# pics of "babygirl"



## blazing-jay (May 23, 2004)

http://www.hpphoto.com/servlet/com.hp.HPAlbumPict?com=us&awp=albumshow.html&album_id=3941311

Mods Done:
Pioneer speakers 6x9 deck, 
Pioneer's 3 ways in the front and back
He2 12" subs
Punch 1800watt 
Removed the black paint from emblem and re-painted Blue 
Blue Accessories

Future:
Dress shoes, paint calibers blue, re-do gauges (blue) and grille.

Always open for suggestions for further improvement. Just don't wanna draw too much attention to myself being a female and all lol


----------



## samo (Apr 30, 2002)

blazing-jay said:


> Just don't wanna draw too much attention to myself being a female and all lol


We would have never known had you not posted that. So much for not drawing attention... 
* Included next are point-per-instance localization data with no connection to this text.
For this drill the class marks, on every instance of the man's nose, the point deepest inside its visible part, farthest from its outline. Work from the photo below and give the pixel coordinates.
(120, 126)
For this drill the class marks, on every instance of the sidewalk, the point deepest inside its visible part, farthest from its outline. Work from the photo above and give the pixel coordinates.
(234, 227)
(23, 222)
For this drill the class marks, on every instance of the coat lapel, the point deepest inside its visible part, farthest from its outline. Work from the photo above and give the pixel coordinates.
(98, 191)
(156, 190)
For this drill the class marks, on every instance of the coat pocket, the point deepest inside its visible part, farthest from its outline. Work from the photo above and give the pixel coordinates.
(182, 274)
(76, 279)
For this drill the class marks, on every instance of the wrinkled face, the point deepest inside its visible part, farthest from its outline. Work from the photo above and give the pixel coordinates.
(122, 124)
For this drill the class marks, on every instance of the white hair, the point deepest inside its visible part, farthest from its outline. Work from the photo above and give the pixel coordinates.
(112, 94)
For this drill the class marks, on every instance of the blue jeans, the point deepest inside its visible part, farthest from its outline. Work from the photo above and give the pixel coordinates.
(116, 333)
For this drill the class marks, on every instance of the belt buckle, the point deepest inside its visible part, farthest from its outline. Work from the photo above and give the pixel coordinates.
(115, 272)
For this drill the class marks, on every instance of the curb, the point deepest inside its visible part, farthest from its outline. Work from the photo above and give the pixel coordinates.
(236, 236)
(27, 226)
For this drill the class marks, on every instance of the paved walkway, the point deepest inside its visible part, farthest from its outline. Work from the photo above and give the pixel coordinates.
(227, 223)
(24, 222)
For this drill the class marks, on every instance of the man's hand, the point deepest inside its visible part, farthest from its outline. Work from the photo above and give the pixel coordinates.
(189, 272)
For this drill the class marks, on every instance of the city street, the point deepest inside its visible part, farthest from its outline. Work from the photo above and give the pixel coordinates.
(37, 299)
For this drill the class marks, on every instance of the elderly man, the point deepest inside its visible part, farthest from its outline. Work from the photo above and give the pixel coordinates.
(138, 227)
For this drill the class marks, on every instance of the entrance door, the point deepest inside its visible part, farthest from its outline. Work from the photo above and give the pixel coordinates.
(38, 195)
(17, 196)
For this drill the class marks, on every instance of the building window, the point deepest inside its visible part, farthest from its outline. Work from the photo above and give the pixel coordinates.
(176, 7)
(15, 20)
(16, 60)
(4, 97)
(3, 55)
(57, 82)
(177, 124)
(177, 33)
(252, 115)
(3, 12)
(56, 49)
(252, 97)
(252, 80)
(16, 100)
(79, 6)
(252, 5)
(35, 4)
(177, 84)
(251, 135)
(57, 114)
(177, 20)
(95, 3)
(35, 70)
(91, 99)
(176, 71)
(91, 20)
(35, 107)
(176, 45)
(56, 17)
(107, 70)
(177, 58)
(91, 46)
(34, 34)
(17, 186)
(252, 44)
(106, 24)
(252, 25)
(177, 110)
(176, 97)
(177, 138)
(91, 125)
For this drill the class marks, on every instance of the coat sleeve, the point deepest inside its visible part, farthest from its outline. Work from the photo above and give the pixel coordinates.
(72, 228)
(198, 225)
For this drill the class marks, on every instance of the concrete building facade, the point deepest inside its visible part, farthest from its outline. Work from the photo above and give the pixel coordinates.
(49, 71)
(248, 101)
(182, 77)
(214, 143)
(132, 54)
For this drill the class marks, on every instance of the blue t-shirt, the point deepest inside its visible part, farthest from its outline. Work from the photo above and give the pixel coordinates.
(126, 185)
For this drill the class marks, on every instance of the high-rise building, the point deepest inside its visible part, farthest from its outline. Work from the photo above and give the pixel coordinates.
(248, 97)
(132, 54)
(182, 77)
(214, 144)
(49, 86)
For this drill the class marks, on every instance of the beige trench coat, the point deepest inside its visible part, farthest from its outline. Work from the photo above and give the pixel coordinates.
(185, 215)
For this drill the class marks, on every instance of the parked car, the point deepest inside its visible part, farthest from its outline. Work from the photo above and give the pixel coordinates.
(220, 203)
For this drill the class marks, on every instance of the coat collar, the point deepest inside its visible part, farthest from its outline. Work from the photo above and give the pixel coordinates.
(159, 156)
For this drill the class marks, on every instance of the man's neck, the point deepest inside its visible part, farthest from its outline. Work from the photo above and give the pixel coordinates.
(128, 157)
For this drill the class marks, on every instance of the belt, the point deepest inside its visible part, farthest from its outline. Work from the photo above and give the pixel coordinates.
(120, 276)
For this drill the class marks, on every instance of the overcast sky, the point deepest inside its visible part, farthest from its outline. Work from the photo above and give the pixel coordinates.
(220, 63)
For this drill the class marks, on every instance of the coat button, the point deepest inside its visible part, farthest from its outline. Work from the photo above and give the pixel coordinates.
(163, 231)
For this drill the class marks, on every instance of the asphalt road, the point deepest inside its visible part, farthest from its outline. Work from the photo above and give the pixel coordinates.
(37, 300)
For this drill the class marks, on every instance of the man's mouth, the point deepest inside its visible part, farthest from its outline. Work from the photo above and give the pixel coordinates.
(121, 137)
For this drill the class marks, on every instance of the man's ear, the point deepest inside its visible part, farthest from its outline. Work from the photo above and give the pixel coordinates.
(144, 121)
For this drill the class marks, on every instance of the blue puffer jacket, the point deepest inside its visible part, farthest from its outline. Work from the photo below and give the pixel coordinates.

Anyhow, the pictures don't work for me.


----------



## koshimaro (Jun 28, 2002)

yah pics dont work
try 
www.photobucket.com


----------



## blazing-jay (May 23, 2004)

sorry,
there's something wrong with my pics. I'll try to resend them


----------



## blazing-jay (May 23, 2004)

*pics*

www.photobucket.com 
album name: blazing-jay

sorry for the mis-haps


----------



## samo (Apr 30, 2002)

"This album is password protected."

Try Cardomain or something, yeah?


----------



## 7875 (Apr 3, 2003)

The name says it all.. *NWS*

I can post some pics if you'd like, as long as you include some of yourself.


----------



## psuLemon (Apr 23, 2003)

^wow thats just wrong..


----------



## blazing-jay (May 23, 2004)

www.photobucket.com 
album name: blazing-jay

its working now


----------



## Reverend D (Jan 13, 2003)

Sweet looking Altima!! I'm an Altima owner too.


----------



## blazing-jay (May 23, 2004)

thanks :thumbup:


----------



## asleepz (Feb 24, 2004)

everything looks sweet 

besides

the headrests. Sorry just don't like them


----------



## blazing-jay (May 23, 2004)

thx for your input


----------



## asleepz (Feb 24, 2004)

no prob I always like giving CONSTRUCTIVE criticism instead of saying and I quote 

"Those things are the ugliest mother fu#*ing things in the world"


----------